Arscott and Colleagues Teach Next Generation of Freshwater Scientists
Almost 30 students at the University of Pennsylvania are learning about cutting-edge watershed science in Introduction to Freshwater Ecology, a recurring spring course organized and coordinated by Stroud™ Water Research Center Assistant Director Dave Arscott, Ph.D.
Many Stroud Center scientists contribute lectures throughout the semester, covering topics ranging from hydrology and fluvial geomorphology to chemistry, aquatic microbiology, and insect and fish ecology.
Students are also introduced to the impacts of human activities on watershed and stream ecosystems. Some of these impacts include:
- Stormwater runoff and its management.
- Point and nonpoint sources of pollution and their impacts.
- The influence of dams and water withdrawals on stream ecosystems, and watershed restoration and management.
Enrollment consists of primarily junior and senior undergraduates studying biology or related disciplines, as well as students in the College of Graduate Studies.
Would you like to learn more watershed science? Join us at our upcoming events.
Stroud Center Spreads the Word About Trees for Clean Water
Stroud Center Director Bern Sweeney, Ph.D., and Watershed Restoration Manager David Wise both gave webinars as part of the Buffer Environmental Education Series, a joint effort of the U.S. Forest Service, the Alliance for the Chesapeake Bay, and the Farm Service Agency.
Sweeney’s webinar covered why streamside forests are critical to healthy streams and a healthy Chesapeake Bay. Wise co-presented with Katie Ombalski, a conservation biologist with Clear Water Conservancy. Their webinar covered lessons learned from both scientific research and from tree-planting projects. They also offered guidance on how to improve the long-term success of riparian forest buffers and save money doing it.

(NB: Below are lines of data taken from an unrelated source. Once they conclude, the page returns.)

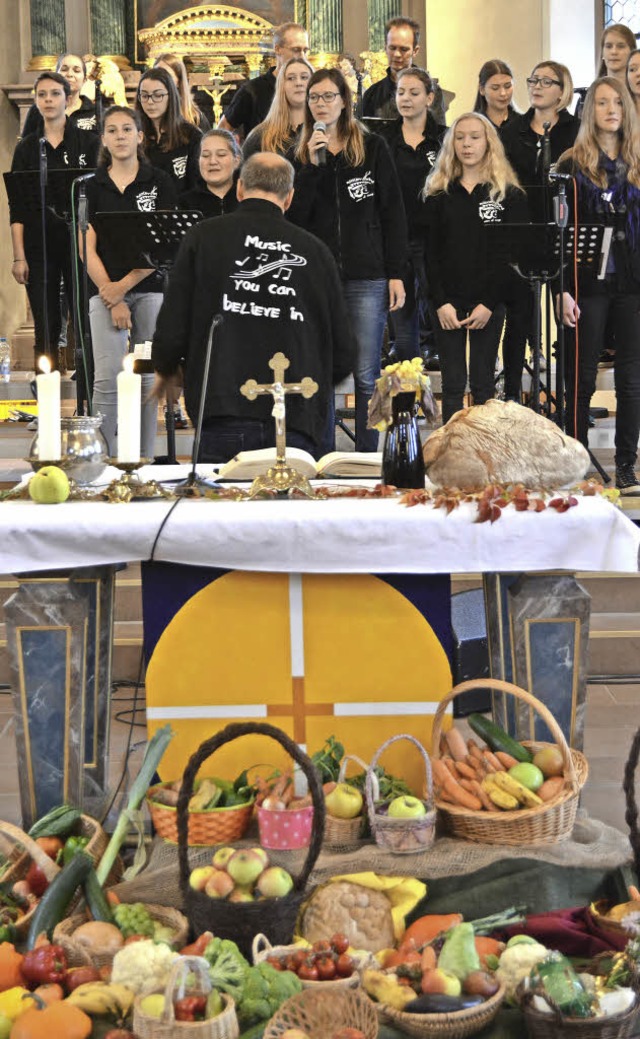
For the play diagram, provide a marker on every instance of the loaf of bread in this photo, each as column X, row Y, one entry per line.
column 502, row 442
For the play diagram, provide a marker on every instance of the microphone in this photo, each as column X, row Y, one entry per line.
column 545, row 150
column 321, row 152
column 43, row 161
column 187, row 488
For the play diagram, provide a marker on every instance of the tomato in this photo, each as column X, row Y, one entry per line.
column 326, row 968
column 344, row 965
column 340, row 942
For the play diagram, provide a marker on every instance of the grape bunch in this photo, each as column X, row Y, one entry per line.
column 134, row 918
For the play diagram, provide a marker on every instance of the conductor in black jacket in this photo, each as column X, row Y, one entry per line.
column 276, row 288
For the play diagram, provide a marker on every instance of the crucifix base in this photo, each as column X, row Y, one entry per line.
column 282, row 479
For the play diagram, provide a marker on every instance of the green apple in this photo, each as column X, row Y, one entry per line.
column 530, row 775
column 274, row 882
column 406, row 806
column 49, row 485
column 344, row 802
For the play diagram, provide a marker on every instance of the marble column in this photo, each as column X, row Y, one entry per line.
column 324, row 21
column 48, row 30
column 379, row 12
column 538, row 634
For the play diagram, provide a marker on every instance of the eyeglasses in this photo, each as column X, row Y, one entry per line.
column 327, row 97
column 156, row 96
column 542, row 81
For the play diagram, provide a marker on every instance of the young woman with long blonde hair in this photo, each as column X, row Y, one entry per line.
column 605, row 161
column 471, row 186
column 280, row 131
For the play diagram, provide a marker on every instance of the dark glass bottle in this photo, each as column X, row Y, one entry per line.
column 402, row 461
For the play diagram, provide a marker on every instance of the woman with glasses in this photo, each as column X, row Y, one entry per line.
column 280, row 131
column 605, row 161
column 347, row 193
column 170, row 142
column 471, row 187
column 495, row 97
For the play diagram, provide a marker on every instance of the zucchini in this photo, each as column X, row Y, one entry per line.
column 497, row 739
column 54, row 902
column 57, row 823
column 97, row 900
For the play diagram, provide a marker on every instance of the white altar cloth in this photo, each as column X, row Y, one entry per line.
column 337, row 536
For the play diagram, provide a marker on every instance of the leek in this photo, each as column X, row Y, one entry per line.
column 155, row 749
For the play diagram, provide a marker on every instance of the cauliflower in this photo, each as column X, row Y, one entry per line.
column 515, row 964
column 143, row 966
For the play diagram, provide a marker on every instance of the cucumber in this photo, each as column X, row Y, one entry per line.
column 97, row 900
column 497, row 739
column 54, row 902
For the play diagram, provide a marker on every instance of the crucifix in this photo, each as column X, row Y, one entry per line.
column 281, row 477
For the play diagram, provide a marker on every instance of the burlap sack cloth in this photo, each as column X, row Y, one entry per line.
column 542, row 877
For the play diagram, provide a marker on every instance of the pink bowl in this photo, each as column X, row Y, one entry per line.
column 285, row 830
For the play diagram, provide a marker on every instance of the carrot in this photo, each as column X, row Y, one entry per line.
column 505, row 758
column 426, row 928
column 457, row 747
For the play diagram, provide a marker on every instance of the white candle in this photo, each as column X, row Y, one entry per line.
column 129, row 407
column 49, row 436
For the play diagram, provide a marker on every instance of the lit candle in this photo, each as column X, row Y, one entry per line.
column 49, row 437
column 129, row 405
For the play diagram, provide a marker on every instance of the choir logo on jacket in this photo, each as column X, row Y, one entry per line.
column 180, row 165
column 489, row 211
column 145, row 201
column 262, row 280
column 361, row 187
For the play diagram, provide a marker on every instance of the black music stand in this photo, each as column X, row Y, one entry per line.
column 137, row 240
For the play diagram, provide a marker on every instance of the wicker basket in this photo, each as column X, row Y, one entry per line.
column 78, row 956
column 344, row 834
column 222, row 1027
column 456, row 1026
column 402, row 836
column 21, row 850
column 547, row 823
column 218, row 826
column 319, row 1014
column 241, row 921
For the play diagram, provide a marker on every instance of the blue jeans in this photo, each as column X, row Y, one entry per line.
column 110, row 346
column 368, row 305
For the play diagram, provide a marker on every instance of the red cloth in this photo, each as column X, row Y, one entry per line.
column 570, row 931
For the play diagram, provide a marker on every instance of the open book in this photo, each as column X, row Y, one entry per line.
column 247, row 464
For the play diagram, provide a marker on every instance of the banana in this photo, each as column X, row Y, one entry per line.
column 516, row 790
column 99, row 997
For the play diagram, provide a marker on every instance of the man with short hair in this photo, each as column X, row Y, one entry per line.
column 251, row 101
column 276, row 288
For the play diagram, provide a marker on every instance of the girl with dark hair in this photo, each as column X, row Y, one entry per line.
column 67, row 148
column 219, row 161
column 124, row 303
column 178, row 72
column 605, row 161
column 278, row 132
column 495, row 97
column 79, row 109
column 347, row 193
column 170, row 142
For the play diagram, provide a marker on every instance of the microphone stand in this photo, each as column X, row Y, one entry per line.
column 189, row 487
column 44, row 170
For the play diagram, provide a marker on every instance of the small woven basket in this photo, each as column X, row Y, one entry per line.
column 217, row 826
column 320, row 1013
column 344, row 834
column 544, row 824
column 455, row 1026
column 21, row 850
column 224, row 1026
column 79, row 956
column 402, row 836
column 241, row 921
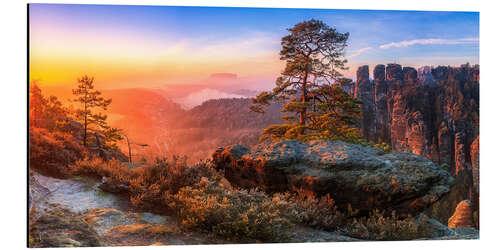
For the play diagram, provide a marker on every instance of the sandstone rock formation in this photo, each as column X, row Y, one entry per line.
column 365, row 177
column 433, row 112
column 462, row 216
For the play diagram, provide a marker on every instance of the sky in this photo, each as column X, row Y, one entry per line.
column 154, row 46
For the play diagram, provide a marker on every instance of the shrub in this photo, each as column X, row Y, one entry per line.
column 315, row 212
column 96, row 167
column 147, row 184
column 378, row 227
column 51, row 153
column 236, row 215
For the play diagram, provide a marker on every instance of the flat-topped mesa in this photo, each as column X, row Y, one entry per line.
column 364, row 177
column 379, row 73
column 394, row 72
column 364, row 91
column 382, row 125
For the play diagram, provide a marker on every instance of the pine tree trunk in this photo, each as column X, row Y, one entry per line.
column 302, row 118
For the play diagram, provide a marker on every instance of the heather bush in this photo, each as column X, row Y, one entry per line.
column 146, row 184
column 315, row 212
column 51, row 153
column 235, row 215
column 378, row 227
column 96, row 167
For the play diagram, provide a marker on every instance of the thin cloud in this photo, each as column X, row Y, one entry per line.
column 432, row 41
column 359, row 52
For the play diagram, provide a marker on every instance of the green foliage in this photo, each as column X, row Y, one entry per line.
column 52, row 152
column 315, row 105
column 316, row 212
column 46, row 113
column 235, row 215
column 90, row 101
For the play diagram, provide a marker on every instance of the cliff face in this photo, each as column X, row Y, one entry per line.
column 435, row 117
column 433, row 112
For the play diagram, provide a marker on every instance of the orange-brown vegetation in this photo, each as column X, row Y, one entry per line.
column 52, row 152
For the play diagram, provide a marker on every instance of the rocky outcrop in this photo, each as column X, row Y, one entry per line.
column 474, row 154
column 462, row 216
column 364, row 177
column 363, row 90
column 432, row 112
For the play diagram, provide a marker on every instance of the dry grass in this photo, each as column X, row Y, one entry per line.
column 198, row 195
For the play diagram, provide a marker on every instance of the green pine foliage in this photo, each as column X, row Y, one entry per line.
column 314, row 104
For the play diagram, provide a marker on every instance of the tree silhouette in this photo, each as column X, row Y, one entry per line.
column 309, row 85
column 90, row 101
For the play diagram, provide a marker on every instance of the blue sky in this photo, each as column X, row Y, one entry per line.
column 164, row 40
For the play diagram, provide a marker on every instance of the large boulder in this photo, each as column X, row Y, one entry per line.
column 462, row 216
column 364, row 177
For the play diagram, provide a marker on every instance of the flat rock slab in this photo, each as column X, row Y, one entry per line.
column 367, row 178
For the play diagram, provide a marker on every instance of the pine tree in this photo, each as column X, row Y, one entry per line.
column 90, row 101
column 315, row 105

In January, Sweeney gave the keynote address at the Trees for Water Forum sponsored by American Rivers. The forum looked at assessing riparian buffer benefits for communities in Pennsylvania. Sweeney spoke about the use of science in determining the water-quality benefits of trees.
Education Programs Reach Students, Teachers, and Parents
Schoolchildren and their parents learned how trees along streambanks support brook trout populations and keep freshwater ecosystems healthy. They also enjoyed an unseasonably warm winter hike along White Clay Creek, saw live trout, and participated in fun activities like trout bingo and drawing. Thanks to volunteers Libby Gregg, Rebecca Duczkowski, Payton Shonk, Matt Wilson, and Jennie Matkov, the day was a huge hit!
The Leaf Pack Network enables students and teachers to learn about water quality by collecting stream ecology data using leaf packs and sharing their data online. Now the Stroud Center is connecting with groups across the nation and the world through videoconferencing!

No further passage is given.